Furthermore, the survey revealed a lack of trust among suppliers about the buyers in a reverse auction situation. Sellers felt vulnerable to their competitors and customers by being forced to reveal confidential cost related information. They also believed that the process may not be fair. Some of the probable causes for losing contracts in reverse auctions suggested by suppliers in the survey included: I) the process may be biased towards incumbent suppliers, II) the process may be influenced by third party recommendations, and III) the exercise may be aimed at forcing price reduction on the existing supplier.

Given these high levels of distrust, suppliers are unlikely to be willing to divulge their real cost information and engage in collaborative behavior. Also, small suppliers that have been driven to bid low in an attempt to retain their big customers cannot sustain sharp price reductions. So although the buyer may enjoy savings for a while, he may risk supply security and huge losses in the long-term.

Still, if used appropriately, reverse auctions can provide great benefits. For example, the NC State student survey showed that reverse auctions can be used by suppliers to obtain market information and data on their competitiveness. Sandy Jan’s study revealed that buyers can use reverse auctions to reach a wide range of suppliers, get a sense of market pricing and encourage incumbent suppliers to remain competitive (2). According to Jan, reverse auctions can also play a role in cementing supplier-buyer relationships.
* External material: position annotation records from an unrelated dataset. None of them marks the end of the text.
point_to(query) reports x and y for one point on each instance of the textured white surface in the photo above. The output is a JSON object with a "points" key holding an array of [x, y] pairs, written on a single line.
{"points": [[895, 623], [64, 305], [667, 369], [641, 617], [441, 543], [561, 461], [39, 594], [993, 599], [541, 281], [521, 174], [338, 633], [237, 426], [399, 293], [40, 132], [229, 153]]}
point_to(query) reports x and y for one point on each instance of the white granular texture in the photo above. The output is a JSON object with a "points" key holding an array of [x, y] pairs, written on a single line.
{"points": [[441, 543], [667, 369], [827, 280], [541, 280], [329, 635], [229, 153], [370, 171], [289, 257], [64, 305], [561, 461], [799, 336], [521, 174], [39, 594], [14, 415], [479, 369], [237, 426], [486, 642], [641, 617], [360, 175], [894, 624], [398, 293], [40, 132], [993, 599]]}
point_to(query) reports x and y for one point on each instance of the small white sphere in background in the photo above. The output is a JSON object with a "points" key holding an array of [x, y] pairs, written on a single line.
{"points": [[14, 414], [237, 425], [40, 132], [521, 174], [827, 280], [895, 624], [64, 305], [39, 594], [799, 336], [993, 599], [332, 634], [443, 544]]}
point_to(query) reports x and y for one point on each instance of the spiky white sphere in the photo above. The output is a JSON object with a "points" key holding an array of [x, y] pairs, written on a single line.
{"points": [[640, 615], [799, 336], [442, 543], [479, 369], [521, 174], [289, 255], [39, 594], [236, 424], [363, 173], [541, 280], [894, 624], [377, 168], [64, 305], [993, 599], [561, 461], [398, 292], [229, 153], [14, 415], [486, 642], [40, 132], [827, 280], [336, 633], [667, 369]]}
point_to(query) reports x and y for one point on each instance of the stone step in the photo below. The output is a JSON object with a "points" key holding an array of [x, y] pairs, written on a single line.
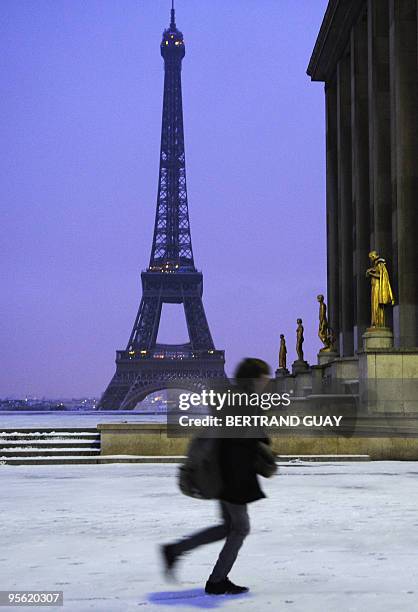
{"points": [[320, 458], [49, 436], [103, 459], [48, 444], [87, 430], [54, 452]]}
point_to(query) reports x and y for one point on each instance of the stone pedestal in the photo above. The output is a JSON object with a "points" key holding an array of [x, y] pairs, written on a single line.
{"points": [[300, 366], [389, 380], [377, 338], [282, 372], [326, 356]]}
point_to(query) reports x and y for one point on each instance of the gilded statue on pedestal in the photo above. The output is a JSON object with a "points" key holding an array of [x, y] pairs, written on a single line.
{"points": [[282, 352], [324, 331], [381, 290], [299, 340]]}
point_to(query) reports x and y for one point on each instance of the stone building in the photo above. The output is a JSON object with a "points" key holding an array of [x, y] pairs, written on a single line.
{"points": [[366, 55]]}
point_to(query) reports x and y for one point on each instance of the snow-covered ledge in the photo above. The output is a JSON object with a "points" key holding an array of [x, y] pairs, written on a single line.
{"points": [[139, 439]]}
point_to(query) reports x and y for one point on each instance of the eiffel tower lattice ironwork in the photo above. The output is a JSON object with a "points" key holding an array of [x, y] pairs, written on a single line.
{"points": [[171, 277]]}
Suppliers are more likely to make investments in training, technology and equipment customized to the buyer’s needs in an attempt to develop a closer relationship with the buyer and move away from endless bidding.
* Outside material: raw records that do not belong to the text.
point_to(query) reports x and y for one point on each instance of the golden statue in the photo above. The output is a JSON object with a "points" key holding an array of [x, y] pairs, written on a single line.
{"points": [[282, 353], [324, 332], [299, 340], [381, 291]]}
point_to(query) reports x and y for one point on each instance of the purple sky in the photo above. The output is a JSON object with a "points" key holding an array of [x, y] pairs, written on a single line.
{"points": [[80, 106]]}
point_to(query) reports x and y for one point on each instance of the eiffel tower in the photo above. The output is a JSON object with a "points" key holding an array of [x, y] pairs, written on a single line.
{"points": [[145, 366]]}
So how do you avoid the pitfalls and use reverse auctions to your advantage?

1. Buyers must integrate reverse auctions with strategic sourcing. A company’s sourcing strategy should determine the use of reverse auctions rather than the other way round. If a detailed sourcing spend analysis reveals opportunities for leveraging across sectors and points to reverse auctions as a viable alternative for achieving cost savings, then the option should be considered.

2. Buyers must assess the appropriateness of reverse auctions for a given product. Reverse auctions are most suitable for commodity type products. Because of the initial nature of communication between the buyers and suppliers, they are inappropriate for products requiring specialized engineering, technical knowledge or flexibility (more…).

3. Buyers must incorporate all associated costs into the bid. Switching to new sources of supply involves many expenses such as administrative costs and new supplier training. Buyers should be able to quantify these switching costs and other costs associated with participating in an online auction in order to realize real savings from the reverse auctions.

4. Practice makes perfect. The study conducted at NC State revealed that continued experience with reverse auctions made the process easier to use. First time users, therefore, should observe several auctions before participating in one to get a feel for the bidding process (more…).

5. Better communication between buyers and sellers is critical. The NC State study on reverse auctions showed that sellers believed that the reverse auction process lacked integrity. 79% of the suppliers who responded in the survey indicated their perception that buyers did not weigh all options and criteria in choosing the supplier. Better communication throughout the auction process and greater transparency into the supplier selection process is critical to reestablish supplier trust and lay the foundation for a closer buyer-supplier relationship. Prior to the auction, component specifications and selection criteria must be clearly defined and conveyed. After the auction, the buyer should inform each supplier of their intent and justification for accepting or not accepting a supplier’s bid.

6. Suppliers should do their homework ahead of time. Suppliers must have an in-depth understanding of their cost structure. They should estimate beforehand how low they can bid and still make a profit to avoid getting caught up in “auction euphoria” and making too low a bid (more…).


(1) Kwak, M. (Winter 2002). Potential pitfalls of e-auctions. MIT Sloan Management Review, 43(2), 18.

(2) Jan, S. (2000). Going, going, gone. Harvard Business Review, 78(6), 30.